Health officials unveiled a program Wednesday that will target young women in Los Angeles County by offering home delivery of STD testing kits and a text message to alert them when the results are ready online.
"Adolescents traditionally have not used health services the way they need to," said Dr. Jonathan Fielding, the county's public health director. "We need to use media tools and be part of the way people communicate who are that age."
The program expands on a model piloted by Johns Hopkins School of Medicine researchers in Baltimore who conducted a six-month study in 2004 using mail-in tests.
Health officials in Los Angeles County hope their program can curb the alarming spread of gonorrhea and chlamydia. According to the most recent statistics available from the Centers for Disease Control and Prevention, Los Angeles County led the nation in 2007 in reported chlamydia cases at 44,030, and ranked second in the number of gonorrhea cases at 10,063.
Peter Kerndt, director of the county's sexually transmitted disease program, says those numbers are expected to climb upon the program's implementation.
More than half the cases involve women under 25, with many teenage African American girls and Latinas in South Los Angeles, Fielding said. Women under 25 are recommended for testing once a year.
Under the program, women can request testing kits to detect chlamydia or gonorrhea by visiting a Web site or calling a toll-free number, and the kits are then mailed to addresses provided.

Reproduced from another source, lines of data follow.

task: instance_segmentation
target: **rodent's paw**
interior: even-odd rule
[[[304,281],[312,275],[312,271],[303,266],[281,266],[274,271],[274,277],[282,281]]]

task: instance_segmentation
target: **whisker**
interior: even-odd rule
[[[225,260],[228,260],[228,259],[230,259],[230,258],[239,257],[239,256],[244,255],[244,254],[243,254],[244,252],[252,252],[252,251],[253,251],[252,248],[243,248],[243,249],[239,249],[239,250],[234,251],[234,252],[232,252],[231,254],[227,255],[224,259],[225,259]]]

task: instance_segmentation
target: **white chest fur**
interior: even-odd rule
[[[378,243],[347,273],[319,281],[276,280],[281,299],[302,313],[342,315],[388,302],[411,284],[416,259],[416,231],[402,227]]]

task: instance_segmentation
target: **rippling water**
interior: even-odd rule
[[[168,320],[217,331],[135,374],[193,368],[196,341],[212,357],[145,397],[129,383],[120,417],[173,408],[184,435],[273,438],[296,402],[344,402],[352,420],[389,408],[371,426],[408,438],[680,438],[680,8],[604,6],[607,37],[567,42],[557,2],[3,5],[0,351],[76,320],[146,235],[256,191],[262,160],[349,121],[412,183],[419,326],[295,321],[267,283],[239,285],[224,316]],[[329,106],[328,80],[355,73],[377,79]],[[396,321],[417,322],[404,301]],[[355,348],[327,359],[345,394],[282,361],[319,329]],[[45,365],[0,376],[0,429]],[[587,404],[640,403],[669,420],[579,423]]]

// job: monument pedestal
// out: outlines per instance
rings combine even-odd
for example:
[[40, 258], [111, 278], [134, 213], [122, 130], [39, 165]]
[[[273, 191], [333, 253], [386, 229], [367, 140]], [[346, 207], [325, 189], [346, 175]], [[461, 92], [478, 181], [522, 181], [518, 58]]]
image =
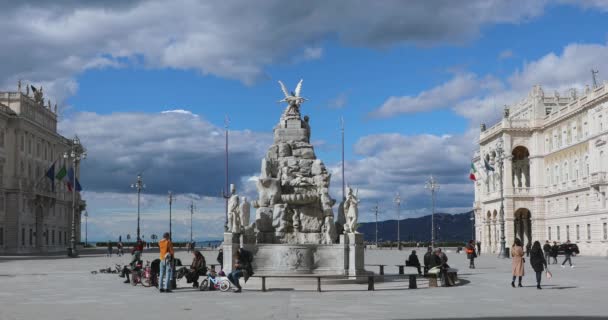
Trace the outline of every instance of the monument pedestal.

To administer the test, women insert a vaginal swab for 10 seconds, seal the swab in a plastic tube and mail it to a testing center. The samples are testable for up to two weeks.

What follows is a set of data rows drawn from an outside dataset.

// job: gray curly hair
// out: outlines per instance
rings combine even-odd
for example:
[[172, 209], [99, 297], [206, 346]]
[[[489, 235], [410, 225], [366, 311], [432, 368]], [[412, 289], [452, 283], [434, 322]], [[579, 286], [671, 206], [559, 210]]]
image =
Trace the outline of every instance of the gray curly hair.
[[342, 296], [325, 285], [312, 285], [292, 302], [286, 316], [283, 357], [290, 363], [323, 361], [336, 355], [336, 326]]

Women can opt to receive a text message alert when their test results are available, which they can check via phone or on the Web. If needed, they are referred to a local clinic for help.
The CDC calls chlamydia a hidden epidemic that affects millions of unwitting women, despite the fact it can easily be cured with antibiotics. Oftentimes, affected women exhibit no symptoms.
It's estimated that 3 million men and women contract chlamydia every year, though health consequences in women can be much more severe, with the disease causing infertility, higher incidence of ectopic pregnancies and other problems.
Privacy needs and wide availability dictate that the Internet is a good approach, especially when dealing with teenage girls, said Dr. Carrie Terrell, director of obstetrics and gynecology at the University of Minnesota.
"Any time we can save people the cost and hassle of an office visit, I think we can improve the screening rates of any STD," Terrell said.
Since 2004, the Baltimore program has screened about 1,800 women and 500 men for chlamydia and gonorrhea, said Dr. Charlotte Gaydos, who leads the program and has studied chlamydia for 20 years.
Similar programs have been implemented in Maryland, Washington, D.C., Denver, West Virginia, and select counties in Illinois.
Gaydos said her program will need funding to continue and to match the level of services provided by Los Angeles County - including receiving results via Internet and text messages to report test results.
The Los Angeles program is funded by $450,000 of local funds and is designed to eliminate clinic waits or costs. There will be 10,000 kits available immediately, and county Supervisor Zev Yaroslavsky said more will be made available when needed.